Sliding-Rebinding Mechanism Governs Glycoprotein Ib/von Willebrand Factor Catch Bonds.

The interaction of platelet receptor Glycoprotein Ib (GPIb) and the plasma protein von Willebrand factor (VWF) initiates platelet adhesion and agglutination at the site of vascular injury. The binding sites of GPIb and vWF have been mapped to be the N-terminal domain of GPIb α subunit (GPIbαN) and the A1 domain of VWF respectively. The co-crystal structure of wild-type GPIbαN and VWF-A1 complex is solved and two separated binding interfaces have been identified.

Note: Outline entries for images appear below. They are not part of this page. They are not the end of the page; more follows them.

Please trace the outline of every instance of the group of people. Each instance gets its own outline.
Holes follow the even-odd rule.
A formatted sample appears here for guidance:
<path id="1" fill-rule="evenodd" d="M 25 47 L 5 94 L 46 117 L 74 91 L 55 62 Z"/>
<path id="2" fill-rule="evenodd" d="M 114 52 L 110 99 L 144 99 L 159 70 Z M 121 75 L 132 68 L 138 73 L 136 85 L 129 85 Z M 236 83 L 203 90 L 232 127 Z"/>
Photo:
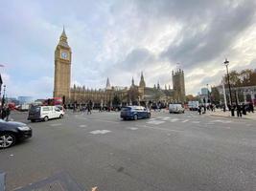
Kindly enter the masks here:
<path id="1" fill-rule="evenodd" d="M 205 114 L 206 110 L 215 112 L 215 108 L 216 108 L 216 106 L 214 104 L 209 104 L 207 106 L 206 105 L 199 105 L 198 108 L 198 111 L 199 115 L 201 115 L 201 114 Z"/>
<path id="2" fill-rule="evenodd" d="M 4 106 L 0 109 L 0 116 L 3 120 L 9 120 L 9 116 L 11 114 L 11 109 L 8 106 Z"/>

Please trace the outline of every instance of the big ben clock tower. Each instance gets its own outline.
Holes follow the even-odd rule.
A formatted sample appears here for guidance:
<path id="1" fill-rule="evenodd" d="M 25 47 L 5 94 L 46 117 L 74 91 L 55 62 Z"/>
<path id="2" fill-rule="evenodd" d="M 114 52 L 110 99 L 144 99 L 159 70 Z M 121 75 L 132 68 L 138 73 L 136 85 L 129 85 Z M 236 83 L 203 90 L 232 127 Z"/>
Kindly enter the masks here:
<path id="1" fill-rule="evenodd" d="M 55 51 L 55 87 L 54 97 L 70 98 L 71 48 L 67 43 L 65 30 L 59 37 Z"/>

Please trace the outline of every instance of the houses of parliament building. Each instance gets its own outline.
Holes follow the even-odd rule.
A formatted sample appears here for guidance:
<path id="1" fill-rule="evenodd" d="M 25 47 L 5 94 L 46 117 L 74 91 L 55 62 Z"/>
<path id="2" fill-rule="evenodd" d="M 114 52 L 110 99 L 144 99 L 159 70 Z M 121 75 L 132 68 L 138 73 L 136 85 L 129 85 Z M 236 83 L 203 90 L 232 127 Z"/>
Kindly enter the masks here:
<path id="1" fill-rule="evenodd" d="M 74 102 L 84 104 L 91 101 L 94 104 L 111 105 L 114 97 L 118 97 L 122 105 L 185 101 L 184 72 L 180 69 L 172 72 L 173 89 L 170 85 L 161 88 L 159 82 L 154 87 L 147 87 L 141 73 L 138 85 L 132 77 L 129 87 L 111 86 L 107 78 L 105 88 L 96 90 L 84 86 L 71 87 L 71 63 L 72 52 L 63 29 L 55 51 L 54 97 L 62 97 L 65 104 Z"/>

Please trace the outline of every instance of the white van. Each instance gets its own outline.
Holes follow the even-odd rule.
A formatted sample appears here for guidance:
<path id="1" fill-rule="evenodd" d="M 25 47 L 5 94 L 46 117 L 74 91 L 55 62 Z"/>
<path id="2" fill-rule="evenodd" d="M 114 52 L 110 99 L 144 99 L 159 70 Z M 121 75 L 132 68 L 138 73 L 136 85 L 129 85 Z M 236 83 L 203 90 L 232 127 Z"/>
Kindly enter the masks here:
<path id="1" fill-rule="evenodd" d="M 169 113 L 170 114 L 172 114 L 172 113 L 175 113 L 175 114 L 183 113 L 184 114 L 184 112 L 185 112 L 185 109 L 182 107 L 181 104 L 179 104 L 179 103 L 169 104 Z"/>
<path id="2" fill-rule="evenodd" d="M 28 120 L 32 122 L 35 120 L 47 121 L 51 118 L 62 118 L 63 117 L 63 110 L 57 106 L 32 106 L 29 110 Z"/>

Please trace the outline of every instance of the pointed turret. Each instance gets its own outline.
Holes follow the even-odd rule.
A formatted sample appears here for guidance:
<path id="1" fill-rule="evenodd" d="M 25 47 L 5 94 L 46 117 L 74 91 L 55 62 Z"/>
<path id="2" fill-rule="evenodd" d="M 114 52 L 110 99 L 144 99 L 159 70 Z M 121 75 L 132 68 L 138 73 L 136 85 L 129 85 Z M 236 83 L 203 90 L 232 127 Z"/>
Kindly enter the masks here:
<path id="1" fill-rule="evenodd" d="M 61 33 L 61 37 L 67 38 L 64 26 L 63 26 L 63 31 L 62 31 L 62 33 Z"/>
<path id="2" fill-rule="evenodd" d="M 59 37 L 58 45 L 61 45 L 61 46 L 66 47 L 66 48 L 70 48 L 69 45 L 68 45 L 68 42 L 67 42 L 67 35 L 66 35 L 66 32 L 65 32 L 64 26 L 63 26 L 62 33 L 61 33 L 61 35 Z"/>
<path id="3" fill-rule="evenodd" d="M 144 80 L 143 72 L 141 72 L 140 88 L 145 88 L 145 87 L 146 87 L 146 83 L 145 83 L 145 80 Z"/>
<path id="4" fill-rule="evenodd" d="M 107 79 L 106 79 L 105 89 L 106 89 L 106 90 L 110 90 L 110 89 L 111 89 L 111 86 L 110 86 L 110 82 L 109 82 L 109 78 L 108 78 L 108 77 L 107 77 Z"/>
<path id="5" fill-rule="evenodd" d="M 131 79 L 131 86 L 135 86 L 133 76 L 132 76 L 132 79 Z"/>

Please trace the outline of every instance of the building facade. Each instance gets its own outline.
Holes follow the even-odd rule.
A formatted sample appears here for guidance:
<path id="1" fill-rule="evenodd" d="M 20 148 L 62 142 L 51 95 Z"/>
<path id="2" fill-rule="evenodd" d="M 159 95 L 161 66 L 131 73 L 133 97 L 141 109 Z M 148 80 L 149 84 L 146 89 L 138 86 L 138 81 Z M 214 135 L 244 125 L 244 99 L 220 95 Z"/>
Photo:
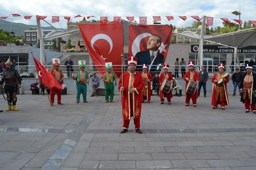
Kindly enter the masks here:
<path id="1" fill-rule="evenodd" d="M 44 37 L 54 30 L 42 29 Z M 39 39 L 38 29 L 37 27 L 30 28 L 29 30 L 25 30 L 25 41 L 26 43 L 36 45 L 38 40 Z M 45 48 L 50 48 L 52 47 L 51 40 L 44 41 Z"/>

One is between the β-switch region of GPIbαN and the central β sheet of A1, another is between the β-finger region of GPIbαN and the loops on the bottom of A1. It has been demonstrated that flow enhances GPIb-VWF binding. Moreover, recent single-molecule experiments with atomic force microscopy (AFM) have shown that GPIb forms catch bonds with VWF. Using GPIbαN/VWF-A1 crystal structure, we studied the dissociation of GPIbαN from VWF-A1 with steered molecular dynamics (SMD) simulations. Our results show that the sliding-rebinding mechanism we proposed previously for selectin/ligand catch bonds also operates for the GPIb/VWF system. When force is applied to GPIbαN/VWF-A1 complex, the interactions between GPIbαN β switch and A1 central β sheet dissociate first, this may lead to the sliding of GPIbαN β finger on the A1 bottom surface to allow new interactions formation. The sliding and forming new interactions will in turn enhance the rebinding of GPIbαN β switch and A1 central β sheet and prolong bond lifetime. The N- and C- terminal flanking sequence of A1 serves as a flexible hinge to regulate catch bonds. As shown in the crystal structure, the A1 N-terminal residue D506 interacts with R543 and R687. The presence of these interactions favors the fast-dissociation pathway, while their dissociation signifies the transition to the sliding pathway. Our results have provided an explanation for the AFM experimental data showing that catch bonds were eliminated by two A1 gain-of-function mutants R543Q and R687E, because these single residue replacements eliminate their interaction with D506, making the transition to occur at much lower forces and prolonging bond lifetime at low forces. R543Q mutant naturally occurs in some patients with type 2B von Willebrand disease (VWD) and R687E mutant also exhibits type 2B VWD phenotype. Our results may provide an explanation for type 2B VWD based on the mechanically regulated nonequilibrium structure-function relationship of GPIb/VWF interaction.